Blonde is, forgive me, a bombshell. It is a densely packed portrayal of the subjugation, degradation, subjection, suppression of the female sex in this country--densely packed, and it explodes on contact. Every page is a minefield for the reader. A good friend of mine is currently reading it and she tells me she feels her heart breaking with every sentence she reads. She says she has to stop reading frequently, close the book and do other things, or else she'd fall apart.

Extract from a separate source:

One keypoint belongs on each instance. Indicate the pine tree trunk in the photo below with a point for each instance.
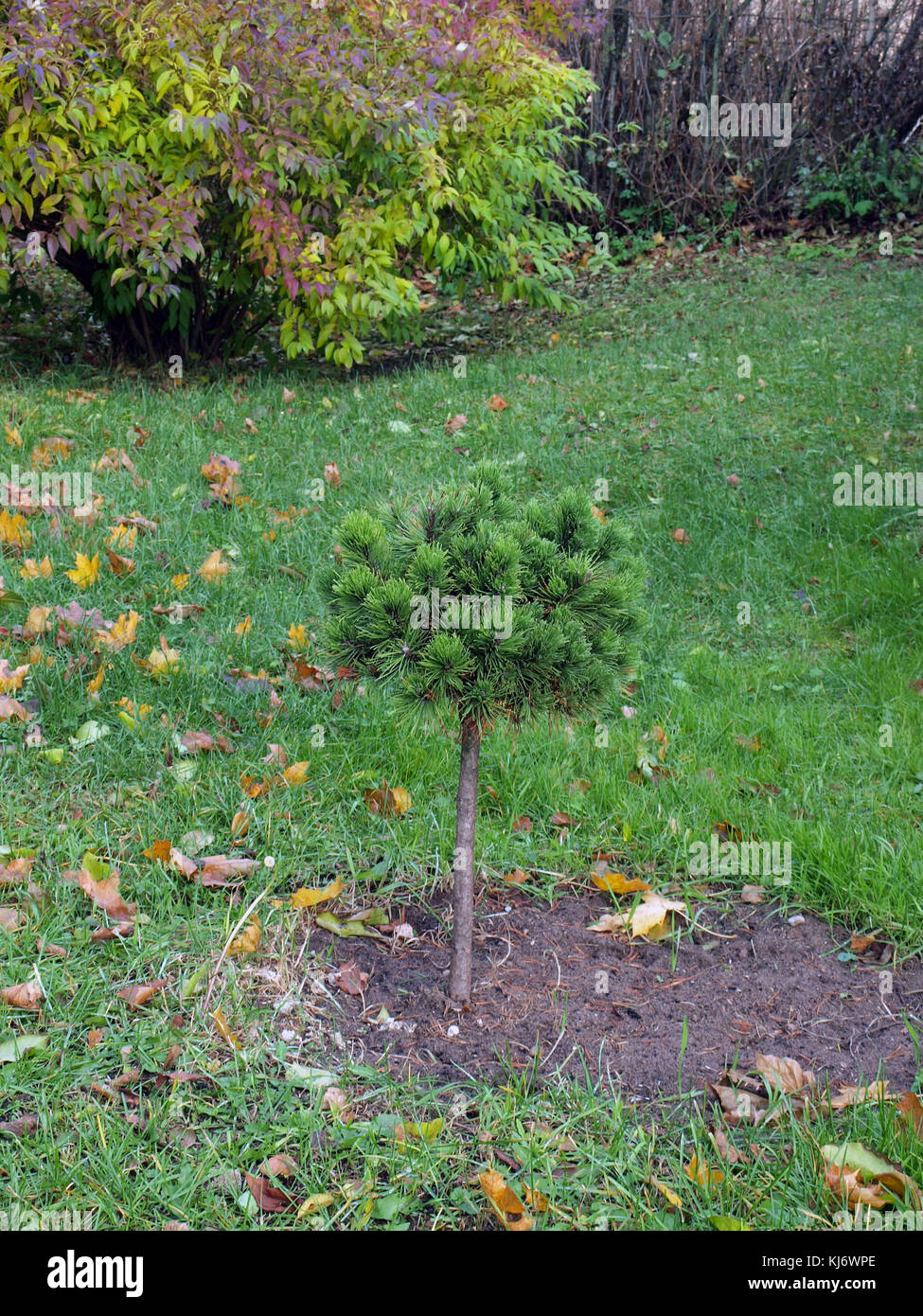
(462, 897)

In case anyone doesn't know, Blonde is a fictional telling of the life of Marilyn Monroe. Oates imagines herself so deeply into that tragic life that as you read it you feel that every word of it is true, that JCO somehow knows everything about Monroe's thoughts and feelings, what she went through, what she wanted, what was done to her -- and oh brother oh sister, what was done to her! -- that she somehow is Marilyn Monroe! Or at least somehow was for the duration of the writing of this marvel of a novel. Picture that. Dark-haired big-eyed rail-thin wraithlike intellectual Joyce Carol Oates somehow entered so deeply into the blonde zaftig movie star's experience that it's as if she was channeling Monroe's own words, so real, so true, so awfully do they spill through the pages of this book.

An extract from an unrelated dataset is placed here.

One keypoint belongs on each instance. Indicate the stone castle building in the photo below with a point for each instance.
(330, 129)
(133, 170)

Before I read Blonde I had some sympathy for Marilyn Monroe. I certainly saw her life as some sort of cautionary tale and her image as a symbol of what this society wants women to be. I don't think I'd thought deeply about her as a sort of everywoman, yet this is how I've come to think of her since reading Blonde. Marilyn Monroe not as a strange extreme case but rather Marilyn Monroe as the epitome of the female experience in the USofA. Marilyn Monroe as you and me, women. As our sister, believe it or not. Beloved, but far too late for our love to do her or us any good. And the funny thing is, every woman I know who reads this book feels pretty much the same way. Monroe was white, fetishistically white with that insanely platinum-dyed hair, which as the novel title indicates Oates makes much of in the book, but I know Latina and Black women who since reading this book feel powerfully connected to her, identify with her deeply. Monroe was a daughter of the working class, came from poverty, went through great hardship through much of her life, but I know some pretty damned comfortably well-off petit-bourgeois women who tell me they too relate to her, they too feel her since reading Oates' masterpiece. Monroe was mostly straight, famously married I think four or five times, the ultimate girly-girl heterosex symbol, yet here I am, none of the above, and I read this book and I feel so close to her, I feel I understand her so fully, that it's almost as though I've lived the same life she did. How can it be that this famous movie star, a case of sui generis if there ever was one, comes to be seen by so many women as embodying women's experience in this society?
Ladies and gentlemen, behold the wonder, the treasure, the literary genius that is Joyce Carol Oates.